Hemmert wirft in seiner Präsentation Fragen auf, wie die Computer von morgen aussehen könnten. Er glaubt, dass sie für das Auge weitgehend verschwinden werden, Mensch und Maschine würden immer mehr verschmelzen, so klingt es. Hemmert hofft, dass wir eines Tages unseren "Zombie-Modus" bei der Handynutzung ablegen können. Dann endet er schnell. Ein Roboter hebt am Rand der Bühne ein Schild hoch, auf dem "Danke" steht, Hemmert bekommt Applaus und ein Lebkuchenherz vom Moderator, weil er beim Reden die vorgeschriebenen drei Minuten eingehalten hat. Dann hebt der Roboter seinen anderen Arm mit dem Schild "Nächster".

Wie Hemmert versuchten gestern 100 weitere Wissenschaftler, darunter größtenteils Professoren und manche ihrer Zöglinge von den großen Berliner Hochschulen, im Schnelldurchgang ihre Forschungsarbeit vorzustellen und auf sich aufmerksam zu machen. Sortiert nach Gruppen mit englischen Titeln wie "Digital Infrastructure" oder "Big Data" trugen sie etwa zur Rückkehr zu dezentralen Datenträgern oder zu selbstfahrenden Autos vor. In den Pausen folgte an Stehtischen das große Netzwerken. Visitenkarten wechselten aus einer in die andere Tasche. Doch die meisten Unterhaltungen blieben wohl nur kurz angebunden. Speed-Dating im Namen der Zukunft bei Häppchen und Kaffee. Wie viele künftige Kooperationen zwischen Forschung und Wirtschaft dabei geschlossen wurden, wird unklar bleiben - und ist wohl auch zweitrangig.
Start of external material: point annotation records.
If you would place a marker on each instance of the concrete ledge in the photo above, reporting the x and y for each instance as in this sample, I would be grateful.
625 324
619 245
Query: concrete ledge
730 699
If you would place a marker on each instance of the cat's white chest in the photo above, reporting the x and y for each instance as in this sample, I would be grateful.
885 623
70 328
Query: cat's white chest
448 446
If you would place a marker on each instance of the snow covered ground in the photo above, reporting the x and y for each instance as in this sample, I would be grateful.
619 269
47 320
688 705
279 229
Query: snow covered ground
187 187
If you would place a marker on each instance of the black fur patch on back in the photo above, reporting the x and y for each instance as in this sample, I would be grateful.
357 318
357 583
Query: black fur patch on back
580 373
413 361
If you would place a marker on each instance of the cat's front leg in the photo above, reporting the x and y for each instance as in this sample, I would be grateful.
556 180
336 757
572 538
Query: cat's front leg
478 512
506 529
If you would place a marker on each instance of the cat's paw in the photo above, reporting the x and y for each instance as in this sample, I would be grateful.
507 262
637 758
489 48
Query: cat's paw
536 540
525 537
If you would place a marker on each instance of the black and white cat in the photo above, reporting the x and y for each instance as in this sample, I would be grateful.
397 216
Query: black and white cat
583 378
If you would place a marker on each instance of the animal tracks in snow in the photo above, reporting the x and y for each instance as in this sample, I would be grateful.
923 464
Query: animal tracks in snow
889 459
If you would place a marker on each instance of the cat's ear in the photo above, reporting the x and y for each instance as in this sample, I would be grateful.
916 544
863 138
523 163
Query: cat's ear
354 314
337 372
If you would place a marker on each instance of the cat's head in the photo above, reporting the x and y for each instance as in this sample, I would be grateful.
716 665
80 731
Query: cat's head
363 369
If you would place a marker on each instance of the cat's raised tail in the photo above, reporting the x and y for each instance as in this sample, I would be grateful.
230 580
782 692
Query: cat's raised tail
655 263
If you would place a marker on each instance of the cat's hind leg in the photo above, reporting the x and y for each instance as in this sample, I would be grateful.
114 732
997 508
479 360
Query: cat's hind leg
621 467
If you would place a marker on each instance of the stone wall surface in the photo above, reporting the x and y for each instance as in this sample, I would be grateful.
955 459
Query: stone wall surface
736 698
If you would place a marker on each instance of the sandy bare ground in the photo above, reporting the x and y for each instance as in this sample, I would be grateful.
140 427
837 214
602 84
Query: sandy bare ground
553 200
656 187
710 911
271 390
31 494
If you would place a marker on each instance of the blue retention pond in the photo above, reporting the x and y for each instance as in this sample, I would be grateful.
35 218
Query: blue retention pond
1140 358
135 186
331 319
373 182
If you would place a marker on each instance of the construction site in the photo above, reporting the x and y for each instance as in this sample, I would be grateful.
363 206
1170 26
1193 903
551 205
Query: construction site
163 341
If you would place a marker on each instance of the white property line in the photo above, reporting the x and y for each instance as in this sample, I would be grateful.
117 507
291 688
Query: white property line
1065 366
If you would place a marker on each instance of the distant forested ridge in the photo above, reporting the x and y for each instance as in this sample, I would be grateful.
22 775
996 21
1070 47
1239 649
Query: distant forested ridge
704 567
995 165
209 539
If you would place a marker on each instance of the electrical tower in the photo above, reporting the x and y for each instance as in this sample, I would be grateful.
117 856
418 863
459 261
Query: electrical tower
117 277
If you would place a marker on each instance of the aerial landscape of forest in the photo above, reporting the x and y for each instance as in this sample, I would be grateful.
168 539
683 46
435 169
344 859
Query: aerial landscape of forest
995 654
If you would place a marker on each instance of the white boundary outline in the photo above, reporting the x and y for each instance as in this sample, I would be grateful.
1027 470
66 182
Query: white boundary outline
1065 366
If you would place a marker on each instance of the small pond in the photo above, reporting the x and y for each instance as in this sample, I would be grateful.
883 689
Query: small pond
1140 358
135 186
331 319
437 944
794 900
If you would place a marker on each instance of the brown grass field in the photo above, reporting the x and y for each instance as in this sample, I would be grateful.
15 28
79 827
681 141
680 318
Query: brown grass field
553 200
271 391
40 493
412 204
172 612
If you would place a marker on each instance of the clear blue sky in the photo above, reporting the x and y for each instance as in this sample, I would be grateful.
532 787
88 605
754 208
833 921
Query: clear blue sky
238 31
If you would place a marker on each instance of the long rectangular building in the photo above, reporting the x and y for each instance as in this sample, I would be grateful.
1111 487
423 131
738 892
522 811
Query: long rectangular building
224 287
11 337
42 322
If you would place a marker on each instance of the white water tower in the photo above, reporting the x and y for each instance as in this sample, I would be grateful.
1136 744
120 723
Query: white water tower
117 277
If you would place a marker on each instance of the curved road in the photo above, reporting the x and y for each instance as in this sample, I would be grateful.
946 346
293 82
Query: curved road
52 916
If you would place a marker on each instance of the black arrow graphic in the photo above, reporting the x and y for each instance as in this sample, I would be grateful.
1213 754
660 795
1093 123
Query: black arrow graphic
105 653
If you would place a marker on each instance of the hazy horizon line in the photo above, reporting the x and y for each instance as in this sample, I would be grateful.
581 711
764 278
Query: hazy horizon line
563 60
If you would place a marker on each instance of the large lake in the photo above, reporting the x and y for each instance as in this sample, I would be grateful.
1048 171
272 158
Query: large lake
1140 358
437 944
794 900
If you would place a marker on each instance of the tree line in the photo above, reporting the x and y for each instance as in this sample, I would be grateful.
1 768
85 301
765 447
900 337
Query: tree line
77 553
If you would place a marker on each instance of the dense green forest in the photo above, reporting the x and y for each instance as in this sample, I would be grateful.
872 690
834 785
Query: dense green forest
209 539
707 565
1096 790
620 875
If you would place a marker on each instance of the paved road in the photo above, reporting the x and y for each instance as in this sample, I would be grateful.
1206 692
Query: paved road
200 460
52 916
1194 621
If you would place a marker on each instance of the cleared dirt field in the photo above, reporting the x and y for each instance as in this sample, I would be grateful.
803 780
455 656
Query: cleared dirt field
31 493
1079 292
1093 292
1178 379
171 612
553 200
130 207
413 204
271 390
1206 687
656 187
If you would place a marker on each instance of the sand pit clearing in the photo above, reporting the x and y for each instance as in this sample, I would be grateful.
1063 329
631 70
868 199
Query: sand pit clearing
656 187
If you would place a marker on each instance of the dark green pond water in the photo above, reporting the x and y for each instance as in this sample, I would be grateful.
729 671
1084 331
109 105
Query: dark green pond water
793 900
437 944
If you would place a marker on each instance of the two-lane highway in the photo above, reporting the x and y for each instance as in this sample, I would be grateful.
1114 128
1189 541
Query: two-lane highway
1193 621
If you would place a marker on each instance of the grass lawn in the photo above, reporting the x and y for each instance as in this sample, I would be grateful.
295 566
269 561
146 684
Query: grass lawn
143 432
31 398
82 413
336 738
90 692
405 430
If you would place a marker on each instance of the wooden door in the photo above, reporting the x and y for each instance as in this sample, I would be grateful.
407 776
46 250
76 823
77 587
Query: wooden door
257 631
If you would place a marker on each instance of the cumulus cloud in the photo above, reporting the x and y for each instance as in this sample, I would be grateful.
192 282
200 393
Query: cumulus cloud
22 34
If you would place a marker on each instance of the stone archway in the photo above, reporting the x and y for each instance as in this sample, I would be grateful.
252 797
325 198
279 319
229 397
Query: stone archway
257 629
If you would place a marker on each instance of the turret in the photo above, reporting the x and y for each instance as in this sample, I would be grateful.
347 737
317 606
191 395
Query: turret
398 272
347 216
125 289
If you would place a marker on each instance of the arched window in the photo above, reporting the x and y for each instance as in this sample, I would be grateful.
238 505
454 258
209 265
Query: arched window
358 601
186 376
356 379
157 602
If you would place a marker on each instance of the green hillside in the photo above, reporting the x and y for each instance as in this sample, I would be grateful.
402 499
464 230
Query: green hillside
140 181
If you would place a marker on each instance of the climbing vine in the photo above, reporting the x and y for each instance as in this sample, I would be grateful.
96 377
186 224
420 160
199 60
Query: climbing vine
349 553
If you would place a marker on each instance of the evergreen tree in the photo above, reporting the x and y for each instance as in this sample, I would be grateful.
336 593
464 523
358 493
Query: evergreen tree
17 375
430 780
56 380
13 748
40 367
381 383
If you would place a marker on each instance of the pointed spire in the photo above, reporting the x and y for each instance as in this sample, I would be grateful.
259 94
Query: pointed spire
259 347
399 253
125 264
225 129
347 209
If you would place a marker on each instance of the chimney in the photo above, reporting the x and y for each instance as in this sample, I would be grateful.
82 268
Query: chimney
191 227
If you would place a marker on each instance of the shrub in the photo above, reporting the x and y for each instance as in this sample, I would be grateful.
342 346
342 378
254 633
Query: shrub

Schließlich ging es viel mehr darum, in der Hauptstadt, die große Stücke auf ihre Gründerszene hält, die Strippen im Netzwerk zu straffen. Die "Zeit" und der "Tagesspiegel" hatten die Veranstaltung ins Leben gerufen, Berlins Regierender Bürgermeister Michael Müller (SPD) nutzte das Forum für sich.

Zu Anfang seiner Amtszeit hatten Berliner Parteifreunde Müller noch nachgesagt, dass er mit der Wirtschaft in der Metropole fremdele, den Umgang mit Unternehmern gar gescheut habe. Eine Disziplin, die sein Vorgänger Klaus Wowereit (SPD) perfektioniert hatte. Doch im Sommer war Müller auf Inspektionstour durch die Startup-Szene gegangen. Beim "Science Match" sagte Müller gestern, man müsse den Rückenwind für die Wirtschaft nutzen. Immerhin habe seine Stadt schon London beim privaten Wagniskapital für junge Unternehmen überholt. Und den Forschern sagte er, Berlin werde zehn Jahre lang jeweils 100 Millionen Euro in die Ausstattung der Hochschulen stecken.

Eine Aussage, die auch Nachwuchsforscher Fabian Hemmert auf seinem Weg zu einer Professur freuen dürfte. Seine Chefin Gesche Joost, die neben ihrer Lehrstuhlleitung auch Internetbeauftragte der Bundesregierung ist, hielt gestern ebenfalls einen Vortrag. Thema: Wie Pullover und Jacken künftig mitdenken werden. So könnten Schlaganfallpatienten in naher Zukunft etwa eine Strickjacke tragen, die einen Notruf absetzt, wenn man am Bündchen zieht, prognostizierte Joost.